Have you already undertaken a Data Science project? Are you looking to get into the field and hit the ground running? Here are some of the more important things you need to consider while getting into the field, building your brand, or expanding into different domains and markets.
Pre-Sales
A project doesn’t start with acquiring data and building algorithms. The pre-sales stage needs to be given equal importance in order to lock in a project for yourself.
- Manage expectations correctly – While performing pre-sales activities, even though you are trying to sell the product by making it look as good as possible, you can’t oversell it. You need to put yourself in the shoes of the actual data scientists delivering the product and think about what you promise to a potential client.
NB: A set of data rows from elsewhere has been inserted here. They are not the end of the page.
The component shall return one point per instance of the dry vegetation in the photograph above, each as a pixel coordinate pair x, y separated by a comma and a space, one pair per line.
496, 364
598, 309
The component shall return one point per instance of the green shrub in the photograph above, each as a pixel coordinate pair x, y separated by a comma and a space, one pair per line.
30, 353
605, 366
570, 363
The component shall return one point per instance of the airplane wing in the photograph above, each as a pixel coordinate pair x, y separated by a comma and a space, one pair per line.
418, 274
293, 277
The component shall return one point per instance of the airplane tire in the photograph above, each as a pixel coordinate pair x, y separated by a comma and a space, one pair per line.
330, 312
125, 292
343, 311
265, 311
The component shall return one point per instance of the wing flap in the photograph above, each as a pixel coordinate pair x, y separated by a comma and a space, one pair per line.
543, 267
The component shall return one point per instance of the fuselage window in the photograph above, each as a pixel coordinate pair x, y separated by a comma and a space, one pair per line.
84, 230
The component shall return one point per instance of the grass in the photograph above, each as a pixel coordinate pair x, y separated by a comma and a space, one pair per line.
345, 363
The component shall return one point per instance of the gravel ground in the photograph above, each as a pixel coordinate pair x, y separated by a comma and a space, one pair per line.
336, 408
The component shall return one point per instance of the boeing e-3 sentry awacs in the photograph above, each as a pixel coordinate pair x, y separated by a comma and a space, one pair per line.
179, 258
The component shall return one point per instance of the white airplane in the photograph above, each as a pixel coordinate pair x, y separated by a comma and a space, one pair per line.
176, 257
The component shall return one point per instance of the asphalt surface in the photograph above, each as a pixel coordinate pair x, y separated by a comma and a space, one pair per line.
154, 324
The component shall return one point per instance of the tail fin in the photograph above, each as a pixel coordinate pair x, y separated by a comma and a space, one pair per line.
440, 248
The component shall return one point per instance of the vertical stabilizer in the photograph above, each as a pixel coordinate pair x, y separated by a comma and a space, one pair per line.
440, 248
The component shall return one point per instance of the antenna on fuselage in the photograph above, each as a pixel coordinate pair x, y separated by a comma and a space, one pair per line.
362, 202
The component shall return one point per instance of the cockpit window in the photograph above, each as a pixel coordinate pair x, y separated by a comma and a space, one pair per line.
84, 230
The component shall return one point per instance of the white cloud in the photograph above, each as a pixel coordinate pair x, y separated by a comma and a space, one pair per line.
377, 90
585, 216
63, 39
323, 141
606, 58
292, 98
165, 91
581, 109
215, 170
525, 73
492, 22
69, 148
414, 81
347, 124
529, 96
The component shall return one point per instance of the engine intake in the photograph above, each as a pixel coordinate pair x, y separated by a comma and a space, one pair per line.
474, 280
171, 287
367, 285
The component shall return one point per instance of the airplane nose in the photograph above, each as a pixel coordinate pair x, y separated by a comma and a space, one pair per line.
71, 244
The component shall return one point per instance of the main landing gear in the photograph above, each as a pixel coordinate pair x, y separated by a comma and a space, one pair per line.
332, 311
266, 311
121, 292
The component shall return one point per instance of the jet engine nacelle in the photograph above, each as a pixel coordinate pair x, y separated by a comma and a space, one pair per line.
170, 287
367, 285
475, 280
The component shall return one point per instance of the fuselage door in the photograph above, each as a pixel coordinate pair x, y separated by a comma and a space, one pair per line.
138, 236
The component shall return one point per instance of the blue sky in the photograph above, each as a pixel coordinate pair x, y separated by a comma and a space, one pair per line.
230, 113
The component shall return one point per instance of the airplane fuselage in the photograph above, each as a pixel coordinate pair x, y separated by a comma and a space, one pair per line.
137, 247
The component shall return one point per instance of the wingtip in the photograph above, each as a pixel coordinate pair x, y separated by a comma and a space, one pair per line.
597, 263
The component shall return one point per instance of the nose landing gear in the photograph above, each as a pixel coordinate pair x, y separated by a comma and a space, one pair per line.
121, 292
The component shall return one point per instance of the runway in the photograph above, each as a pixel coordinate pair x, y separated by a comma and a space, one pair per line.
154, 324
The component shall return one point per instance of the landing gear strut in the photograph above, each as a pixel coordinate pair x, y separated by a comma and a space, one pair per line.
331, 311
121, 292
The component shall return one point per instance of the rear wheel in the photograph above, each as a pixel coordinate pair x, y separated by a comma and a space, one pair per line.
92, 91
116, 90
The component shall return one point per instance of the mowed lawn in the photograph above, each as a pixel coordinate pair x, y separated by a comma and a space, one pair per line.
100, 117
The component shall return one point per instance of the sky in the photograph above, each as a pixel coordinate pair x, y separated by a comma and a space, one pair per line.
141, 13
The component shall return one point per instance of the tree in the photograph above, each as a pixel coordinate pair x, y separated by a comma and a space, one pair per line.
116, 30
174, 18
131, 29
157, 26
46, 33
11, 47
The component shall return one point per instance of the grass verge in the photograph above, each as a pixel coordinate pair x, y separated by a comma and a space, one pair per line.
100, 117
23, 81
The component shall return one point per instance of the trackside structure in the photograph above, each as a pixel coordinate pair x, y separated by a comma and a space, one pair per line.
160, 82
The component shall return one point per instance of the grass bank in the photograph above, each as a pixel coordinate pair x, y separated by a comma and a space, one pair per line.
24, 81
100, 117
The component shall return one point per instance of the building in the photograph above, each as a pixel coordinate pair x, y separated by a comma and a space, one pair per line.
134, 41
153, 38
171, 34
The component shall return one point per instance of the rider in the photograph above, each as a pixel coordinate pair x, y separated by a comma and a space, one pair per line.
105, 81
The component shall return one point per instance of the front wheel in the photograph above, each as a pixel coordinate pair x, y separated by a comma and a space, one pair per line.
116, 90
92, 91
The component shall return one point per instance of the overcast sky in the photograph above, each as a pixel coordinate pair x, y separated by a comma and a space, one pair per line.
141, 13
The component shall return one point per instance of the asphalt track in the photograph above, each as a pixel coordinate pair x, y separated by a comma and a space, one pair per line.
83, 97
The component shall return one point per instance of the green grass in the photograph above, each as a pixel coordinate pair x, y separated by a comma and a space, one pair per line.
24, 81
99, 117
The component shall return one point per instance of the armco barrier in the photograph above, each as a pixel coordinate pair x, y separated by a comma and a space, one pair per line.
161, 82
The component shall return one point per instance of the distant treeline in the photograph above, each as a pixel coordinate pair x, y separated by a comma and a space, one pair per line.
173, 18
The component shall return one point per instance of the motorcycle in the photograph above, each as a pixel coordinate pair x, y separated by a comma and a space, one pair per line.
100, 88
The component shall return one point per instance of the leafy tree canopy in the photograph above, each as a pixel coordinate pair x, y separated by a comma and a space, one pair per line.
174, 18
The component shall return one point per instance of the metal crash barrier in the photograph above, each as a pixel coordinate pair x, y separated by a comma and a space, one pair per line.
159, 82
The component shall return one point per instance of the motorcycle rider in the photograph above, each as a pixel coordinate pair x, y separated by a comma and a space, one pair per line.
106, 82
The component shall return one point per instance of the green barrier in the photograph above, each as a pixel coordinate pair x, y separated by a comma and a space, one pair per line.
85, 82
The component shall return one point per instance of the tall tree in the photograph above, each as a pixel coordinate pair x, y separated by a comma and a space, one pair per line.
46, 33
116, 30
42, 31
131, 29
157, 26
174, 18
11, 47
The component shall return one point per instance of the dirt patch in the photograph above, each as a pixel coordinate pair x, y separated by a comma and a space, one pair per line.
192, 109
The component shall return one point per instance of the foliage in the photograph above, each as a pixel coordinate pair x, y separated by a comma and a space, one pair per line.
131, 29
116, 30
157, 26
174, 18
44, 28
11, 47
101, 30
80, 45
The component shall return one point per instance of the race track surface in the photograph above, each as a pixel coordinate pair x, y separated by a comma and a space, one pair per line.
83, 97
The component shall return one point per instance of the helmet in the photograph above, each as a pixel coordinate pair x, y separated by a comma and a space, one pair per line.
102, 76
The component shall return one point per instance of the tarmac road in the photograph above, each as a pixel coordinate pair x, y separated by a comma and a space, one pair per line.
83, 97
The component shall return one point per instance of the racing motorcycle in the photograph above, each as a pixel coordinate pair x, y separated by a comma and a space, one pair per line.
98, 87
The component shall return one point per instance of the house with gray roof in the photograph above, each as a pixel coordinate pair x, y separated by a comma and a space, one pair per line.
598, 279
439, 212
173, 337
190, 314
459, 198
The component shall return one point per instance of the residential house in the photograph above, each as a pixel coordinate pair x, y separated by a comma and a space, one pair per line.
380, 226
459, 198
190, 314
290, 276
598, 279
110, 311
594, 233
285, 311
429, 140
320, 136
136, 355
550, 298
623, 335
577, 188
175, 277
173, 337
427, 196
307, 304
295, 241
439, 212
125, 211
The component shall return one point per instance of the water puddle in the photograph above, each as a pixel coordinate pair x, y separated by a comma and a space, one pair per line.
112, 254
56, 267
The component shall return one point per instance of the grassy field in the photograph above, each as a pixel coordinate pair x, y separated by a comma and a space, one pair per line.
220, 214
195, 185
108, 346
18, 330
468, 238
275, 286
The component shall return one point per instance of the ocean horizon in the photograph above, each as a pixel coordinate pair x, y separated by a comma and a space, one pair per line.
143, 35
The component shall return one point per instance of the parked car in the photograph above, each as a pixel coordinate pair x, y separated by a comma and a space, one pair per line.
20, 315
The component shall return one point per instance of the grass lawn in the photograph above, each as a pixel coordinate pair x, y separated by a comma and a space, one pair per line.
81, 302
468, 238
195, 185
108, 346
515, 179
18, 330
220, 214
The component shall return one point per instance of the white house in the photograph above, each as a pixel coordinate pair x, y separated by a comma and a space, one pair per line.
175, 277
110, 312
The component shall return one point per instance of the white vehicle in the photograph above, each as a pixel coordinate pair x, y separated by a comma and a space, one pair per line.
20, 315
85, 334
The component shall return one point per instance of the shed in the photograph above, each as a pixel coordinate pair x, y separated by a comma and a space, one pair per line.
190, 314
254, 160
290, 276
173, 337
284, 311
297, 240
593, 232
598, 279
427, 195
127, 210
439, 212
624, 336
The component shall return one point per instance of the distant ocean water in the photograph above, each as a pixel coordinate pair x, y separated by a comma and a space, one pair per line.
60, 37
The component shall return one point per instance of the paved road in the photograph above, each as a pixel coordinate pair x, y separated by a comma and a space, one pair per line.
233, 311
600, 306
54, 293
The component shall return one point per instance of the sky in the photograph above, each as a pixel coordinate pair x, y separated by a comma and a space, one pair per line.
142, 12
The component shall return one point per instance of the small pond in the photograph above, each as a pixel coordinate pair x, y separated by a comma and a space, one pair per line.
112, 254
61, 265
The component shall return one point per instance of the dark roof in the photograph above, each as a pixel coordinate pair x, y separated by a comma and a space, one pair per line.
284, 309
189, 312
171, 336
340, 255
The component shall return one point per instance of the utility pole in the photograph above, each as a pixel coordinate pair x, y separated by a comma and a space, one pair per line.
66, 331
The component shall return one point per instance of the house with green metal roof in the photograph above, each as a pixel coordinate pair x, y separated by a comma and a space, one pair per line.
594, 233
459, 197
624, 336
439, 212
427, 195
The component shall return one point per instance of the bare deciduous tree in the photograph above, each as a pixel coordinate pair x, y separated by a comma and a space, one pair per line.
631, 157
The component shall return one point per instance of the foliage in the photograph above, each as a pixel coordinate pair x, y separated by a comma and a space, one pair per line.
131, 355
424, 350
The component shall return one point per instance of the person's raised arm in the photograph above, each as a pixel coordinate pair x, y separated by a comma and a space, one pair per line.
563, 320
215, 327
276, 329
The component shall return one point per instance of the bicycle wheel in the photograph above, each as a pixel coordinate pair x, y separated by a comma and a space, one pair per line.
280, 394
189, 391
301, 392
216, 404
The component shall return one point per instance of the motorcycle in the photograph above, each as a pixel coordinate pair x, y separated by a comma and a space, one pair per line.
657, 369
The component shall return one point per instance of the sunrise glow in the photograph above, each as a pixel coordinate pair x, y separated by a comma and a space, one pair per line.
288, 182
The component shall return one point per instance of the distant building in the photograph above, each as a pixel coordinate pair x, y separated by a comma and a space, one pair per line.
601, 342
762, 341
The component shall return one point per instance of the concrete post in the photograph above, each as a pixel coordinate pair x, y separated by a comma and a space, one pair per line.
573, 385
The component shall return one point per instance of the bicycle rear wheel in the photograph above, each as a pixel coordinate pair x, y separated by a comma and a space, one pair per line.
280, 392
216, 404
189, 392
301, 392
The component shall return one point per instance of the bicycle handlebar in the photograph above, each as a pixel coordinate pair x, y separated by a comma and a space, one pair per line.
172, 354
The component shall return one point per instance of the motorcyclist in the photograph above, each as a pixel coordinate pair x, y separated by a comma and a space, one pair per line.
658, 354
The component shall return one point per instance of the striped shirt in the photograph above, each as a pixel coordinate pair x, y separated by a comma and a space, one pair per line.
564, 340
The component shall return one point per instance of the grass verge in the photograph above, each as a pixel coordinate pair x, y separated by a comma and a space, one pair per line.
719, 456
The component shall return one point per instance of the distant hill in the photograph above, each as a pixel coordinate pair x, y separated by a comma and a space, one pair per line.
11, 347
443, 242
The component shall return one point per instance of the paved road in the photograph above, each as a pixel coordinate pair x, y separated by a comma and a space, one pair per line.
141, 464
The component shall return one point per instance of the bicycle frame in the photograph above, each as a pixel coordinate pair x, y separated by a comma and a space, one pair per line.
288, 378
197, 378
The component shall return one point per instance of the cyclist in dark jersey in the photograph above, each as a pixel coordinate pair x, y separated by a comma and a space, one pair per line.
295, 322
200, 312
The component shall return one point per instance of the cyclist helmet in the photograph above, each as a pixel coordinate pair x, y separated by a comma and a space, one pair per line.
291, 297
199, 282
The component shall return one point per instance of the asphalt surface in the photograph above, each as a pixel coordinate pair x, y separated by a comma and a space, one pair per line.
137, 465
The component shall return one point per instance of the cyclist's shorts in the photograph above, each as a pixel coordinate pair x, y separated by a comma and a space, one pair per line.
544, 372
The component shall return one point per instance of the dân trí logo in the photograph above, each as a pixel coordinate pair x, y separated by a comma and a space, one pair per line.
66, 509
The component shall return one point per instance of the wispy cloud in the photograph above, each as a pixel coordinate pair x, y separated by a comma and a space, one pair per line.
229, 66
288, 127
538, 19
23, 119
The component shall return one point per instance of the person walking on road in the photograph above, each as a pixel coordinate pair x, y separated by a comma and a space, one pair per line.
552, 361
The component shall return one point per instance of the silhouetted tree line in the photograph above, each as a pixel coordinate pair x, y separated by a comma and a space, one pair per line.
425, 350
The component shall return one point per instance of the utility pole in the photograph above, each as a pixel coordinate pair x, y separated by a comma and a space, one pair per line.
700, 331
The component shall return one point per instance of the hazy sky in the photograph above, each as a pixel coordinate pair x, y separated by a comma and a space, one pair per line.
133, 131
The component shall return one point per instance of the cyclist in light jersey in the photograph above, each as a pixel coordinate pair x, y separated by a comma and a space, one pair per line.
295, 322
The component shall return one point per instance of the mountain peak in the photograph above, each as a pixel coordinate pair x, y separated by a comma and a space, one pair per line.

- Do you promise 98% accuracy when the industry maximum is 86%? You can’t have promising results when you’re potentially setting up your data science team to fail.
- This can be improved by having close collaboration between technical and non-technical personnel in a business. This makes it easier for the salesperson(s) to be more aware of what is and isn’t possible on a technical level and manage expectations for the data scientists to indicate that mediocrity will not be acceptable.
- Decide your metric(s) for success – Promising a high value of accuracy is not always the best idea. Say you promise the client 90% accuracy while predicting weather in a specific region at a particular time. Say you deliver on your promise, too. Then what? How do you proceed from there? Understanding how your predictions translate into success and defining the end goal is crucial in these scenarios.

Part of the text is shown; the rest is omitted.